Selama empat dekade terakhir, psikiater telah didiagnosis gangguan jiwa menurut daftar gejala yang ditentukan dalam Manual Diagnostik dan Statistik Gangguan Mental (DSM), kata Dr Amit Etkin, seorang psikiater dan ahli saraf di Universitas Stanford dan penulis senior studi tersebut , yang diterbitkan hari ini (4 Februari) dalam Journal of American Medical Association Psychiatry.

“Kami ingin menguji pertanyaan yang sangat sederhana yang hanya tidak diminta” – apakah gangguan kejiwaan umum memiliki struktur umum di otak, Etkin.

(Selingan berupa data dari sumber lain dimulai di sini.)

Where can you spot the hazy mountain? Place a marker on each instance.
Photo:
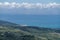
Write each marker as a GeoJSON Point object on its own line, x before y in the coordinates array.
{"type": "Point", "coordinates": [12, 31]}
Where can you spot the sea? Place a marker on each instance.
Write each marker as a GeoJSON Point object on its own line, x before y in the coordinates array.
{"type": "Point", "coordinates": [49, 21]}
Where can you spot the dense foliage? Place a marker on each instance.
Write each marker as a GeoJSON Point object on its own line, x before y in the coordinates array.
{"type": "Point", "coordinates": [11, 31]}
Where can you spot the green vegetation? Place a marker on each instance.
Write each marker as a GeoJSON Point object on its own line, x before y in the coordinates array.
{"type": "Point", "coordinates": [11, 31]}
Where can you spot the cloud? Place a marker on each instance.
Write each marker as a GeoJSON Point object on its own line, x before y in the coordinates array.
{"type": "Point", "coordinates": [29, 5]}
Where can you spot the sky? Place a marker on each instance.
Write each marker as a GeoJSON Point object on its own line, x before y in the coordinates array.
{"type": "Point", "coordinates": [30, 6]}
{"type": "Point", "coordinates": [32, 1]}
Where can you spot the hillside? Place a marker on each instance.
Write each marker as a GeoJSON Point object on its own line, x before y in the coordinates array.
{"type": "Point", "coordinates": [12, 31]}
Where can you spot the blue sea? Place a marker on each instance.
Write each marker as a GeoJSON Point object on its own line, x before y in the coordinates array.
{"type": "Point", "coordinates": [50, 21]}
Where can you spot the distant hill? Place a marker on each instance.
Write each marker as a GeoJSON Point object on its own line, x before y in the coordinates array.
{"type": "Point", "coordinates": [12, 31]}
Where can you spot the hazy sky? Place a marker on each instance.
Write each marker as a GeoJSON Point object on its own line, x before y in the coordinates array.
{"type": "Point", "coordinates": [32, 1]}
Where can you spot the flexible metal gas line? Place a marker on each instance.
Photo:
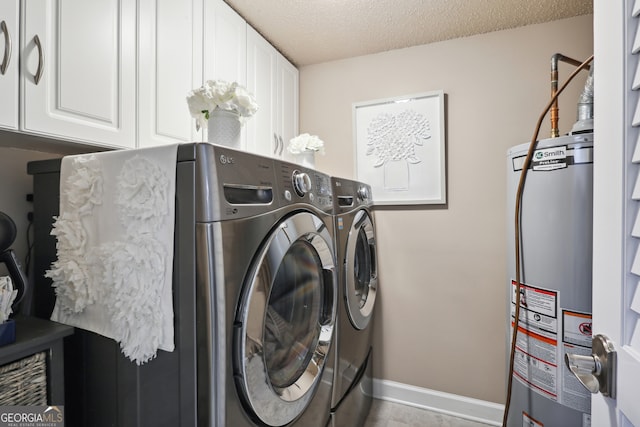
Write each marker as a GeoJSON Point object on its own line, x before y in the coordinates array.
{"type": "Point", "coordinates": [555, 116]}
{"type": "Point", "coordinates": [523, 176]}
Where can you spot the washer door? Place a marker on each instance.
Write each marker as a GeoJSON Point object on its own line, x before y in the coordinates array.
{"type": "Point", "coordinates": [361, 276]}
{"type": "Point", "coordinates": [285, 321]}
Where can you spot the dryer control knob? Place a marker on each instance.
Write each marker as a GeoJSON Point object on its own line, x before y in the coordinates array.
{"type": "Point", "coordinates": [363, 193]}
{"type": "Point", "coordinates": [301, 183]}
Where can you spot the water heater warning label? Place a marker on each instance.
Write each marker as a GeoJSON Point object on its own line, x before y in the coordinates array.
{"type": "Point", "coordinates": [546, 333]}
{"type": "Point", "coordinates": [536, 356]}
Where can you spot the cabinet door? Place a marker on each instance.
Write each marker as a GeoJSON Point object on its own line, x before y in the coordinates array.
{"type": "Point", "coordinates": [287, 102]}
{"type": "Point", "coordinates": [170, 65]}
{"type": "Point", "coordinates": [225, 47]}
{"type": "Point", "coordinates": [262, 61]}
{"type": "Point", "coordinates": [85, 55]}
{"type": "Point", "coordinates": [9, 38]}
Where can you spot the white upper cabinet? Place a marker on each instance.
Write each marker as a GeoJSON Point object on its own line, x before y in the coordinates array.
{"type": "Point", "coordinates": [288, 98]}
{"type": "Point", "coordinates": [225, 48]}
{"type": "Point", "coordinates": [274, 82]}
{"type": "Point", "coordinates": [170, 65]}
{"type": "Point", "coordinates": [9, 39]}
{"type": "Point", "coordinates": [78, 70]}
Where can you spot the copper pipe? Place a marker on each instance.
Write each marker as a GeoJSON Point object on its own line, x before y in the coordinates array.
{"type": "Point", "coordinates": [555, 116]}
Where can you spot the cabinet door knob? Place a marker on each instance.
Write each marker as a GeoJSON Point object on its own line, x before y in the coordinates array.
{"type": "Point", "coordinates": [7, 48]}
{"type": "Point", "coordinates": [40, 69]}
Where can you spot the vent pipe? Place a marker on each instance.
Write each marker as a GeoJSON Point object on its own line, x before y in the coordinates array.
{"type": "Point", "coordinates": [555, 117]}
{"type": "Point", "coordinates": [585, 107]}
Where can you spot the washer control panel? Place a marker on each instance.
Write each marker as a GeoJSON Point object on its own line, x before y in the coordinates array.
{"type": "Point", "coordinates": [300, 184]}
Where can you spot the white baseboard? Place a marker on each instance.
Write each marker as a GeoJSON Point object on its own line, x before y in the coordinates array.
{"type": "Point", "coordinates": [446, 403]}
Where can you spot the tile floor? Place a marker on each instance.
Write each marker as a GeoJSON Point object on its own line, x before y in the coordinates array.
{"type": "Point", "coordinates": [389, 414]}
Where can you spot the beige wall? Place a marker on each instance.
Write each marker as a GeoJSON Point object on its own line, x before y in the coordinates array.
{"type": "Point", "coordinates": [441, 317]}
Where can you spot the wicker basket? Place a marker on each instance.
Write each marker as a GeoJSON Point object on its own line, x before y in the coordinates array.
{"type": "Point", "coordinates": [24, 382]}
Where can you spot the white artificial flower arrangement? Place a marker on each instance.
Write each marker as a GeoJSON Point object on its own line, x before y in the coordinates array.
{"type": "Point", "coordinates": [223, 95]}
{"type": "Point", "coordinates": [304, 142]}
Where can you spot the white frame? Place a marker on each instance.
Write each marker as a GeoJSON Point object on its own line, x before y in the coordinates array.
{"type": "Point", "coordinates": [424, 157]}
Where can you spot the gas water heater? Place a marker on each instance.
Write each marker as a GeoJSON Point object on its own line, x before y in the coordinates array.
{"type": "Point", "coordinates": [555, 304]}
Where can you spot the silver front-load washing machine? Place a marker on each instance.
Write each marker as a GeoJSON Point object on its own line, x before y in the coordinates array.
{"type": "Point", "coordinates": [267, 290]}
{"type": "Point", "coordinates": [254, 296]}
{"type": "Point", "coordinates": [358, 286]}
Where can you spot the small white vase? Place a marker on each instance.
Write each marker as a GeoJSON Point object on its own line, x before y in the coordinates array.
{"type": "Point", "coordinates": [307, 158]}
{"type": "Point", "coordinates": [224, 128]}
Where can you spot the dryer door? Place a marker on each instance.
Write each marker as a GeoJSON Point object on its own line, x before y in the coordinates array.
{"type": "Point", "coordinates": [361, 274]}
{"type": "Point", "coordinates": [285, 321]}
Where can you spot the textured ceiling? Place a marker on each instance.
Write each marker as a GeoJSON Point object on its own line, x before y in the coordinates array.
{"type": "Point", "coordinates": [314, 31]}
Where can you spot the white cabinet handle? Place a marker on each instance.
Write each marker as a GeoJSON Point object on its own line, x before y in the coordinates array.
{"type": "Point", "coordinates": [7, 48]}
{"type": "Point", "coordinates": [40, 69]}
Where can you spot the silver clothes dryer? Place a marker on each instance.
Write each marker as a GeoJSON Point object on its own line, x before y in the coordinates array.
{"type": "Point", "coordinates": [266, 290]}
{"type": "Point", "coordinates": [358, 286]}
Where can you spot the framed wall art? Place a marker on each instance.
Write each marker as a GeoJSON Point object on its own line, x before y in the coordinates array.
{"type": "Point", "coordinates": [400, 148]}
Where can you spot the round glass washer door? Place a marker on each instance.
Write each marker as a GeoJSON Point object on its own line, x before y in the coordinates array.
{"type": "Point", "coordinates": [285, 321]}
{"type": "Point", "coordinates": [361, 275]}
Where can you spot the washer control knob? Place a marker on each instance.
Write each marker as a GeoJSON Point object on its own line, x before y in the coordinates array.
{"type": "Point", "coordinates": [301, 183]}
{"type": "Point", "coordinates": [363, 194]}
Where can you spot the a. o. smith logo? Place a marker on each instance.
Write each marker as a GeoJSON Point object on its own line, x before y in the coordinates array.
{"type": "Point", "coordinates": [554, 153]}
{"type": "Point", "coordinates": [31, 416]}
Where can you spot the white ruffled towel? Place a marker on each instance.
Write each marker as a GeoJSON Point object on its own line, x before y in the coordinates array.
{"type": "Point", "coordinates": [113, 275]}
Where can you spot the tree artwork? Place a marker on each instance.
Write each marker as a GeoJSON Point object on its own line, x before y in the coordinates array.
{"type": "Point", "coordinates": [392, 139]}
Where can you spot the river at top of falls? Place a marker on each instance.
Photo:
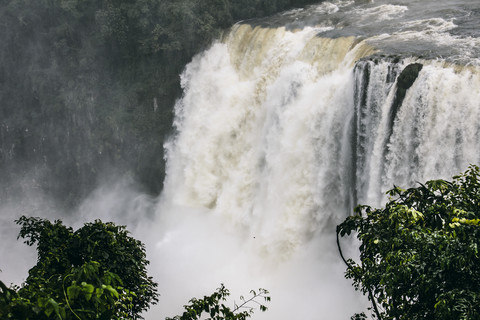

Untuk mengetahui, Etkin dan rekan-rekannya beralih ke literatur medis. Mereka menyaring hampir 200 studi pencitraan otak struktural yang melibatkan lebih dari 7.000 orang dengan skizofrenia, gangguan bipolar, depresi, kecanduan, gangguan obsesif-kompulsif atau kecemasan, serta beberapa 8.500 orang yang sehat.
Ketika para peneliti membandingkan temuan dari gangguan kejiwaan yang berbeda, mereka menemukan bahwa mereka semua menunjukkan hilangnya jaringan gray matter yang berisi tubuh sel-sel saraf di tiga wilayah dalam otak: cingulate anterior korteks dorsal (DACC), insula kanan dan insula kiri. Ini jaringan kawasan terkait dengan fungsi eksekutif, yang didefinisikan Etkin sebagai hal-hal yang memungkinkan seseorang untuk berfungsi dalam kehidupan misalnya, tahan pekerjaan, menjaga hubungan, bukan bertindak atas impuls, menolak gangguan dan sebagainya.
Fakta bahwa banyak gangguan kejiwaan berbagi akar struktural umum akan membuat lebih mudah untuk menerapkan terapi untuk satu gangguan yang lain, kata Etkin. Misalnya, pelatihan kognitif komputer telah menunjukkan beberapa janji dalam mengobati skizofrenia, dan mungkin juga berguna dalam mengobati gangguan lain, katanya.
“Saya pikir dokter cenderung sudah berpikir dengan cara ini, tapi kita tidak punya koneksi ke ilmu pengetahuan,” kata Etkin. “Sebagai seorang dokter, saya melihat kesamaan antara pasien [dengan diagnosa yang berbeda], tapi sampai saya melakukan penelitian ini, saya tidak dapat memahami apa yang mereka dan bagaimana mereka beroperasi.”
Untuk sebagian besar, para peneliti menemukan kesamaan otak antara gangguan yang berbeda. Namun, mereka menemukan beberapa perbedaan. Sebagai contoh, skizofrenia berbeda dari gangguan kesehatan mental lainnya dalam jumlah kerugian gray matter, dan depresi juga terlibat penyusutan amigdala dan hippocampus, wilayah otak yang terlibat dalam emosi dan memori, masing-masing, para peneliti menemukan.
Di masa depan, Etkin berencana untuk menyelidiki apakah aktivitas otak, selain struktur otak, menunjukkan kesamaan di seluruh gangguan yang berbeda. Selain itu, timnya mengembangkan alat untuk menerapkan stimulasi otak non-invasif ke daerah otak yang diteliti, untuk melihat apakah kejutan listrik mereka bisa membantu mengobati orang dengan kondisi ini.

Perawatan tersebut mungkin tersedia “tidak off di masa imajiner, tetapi dalam beberapa tahun mendatang,” kata Etkin.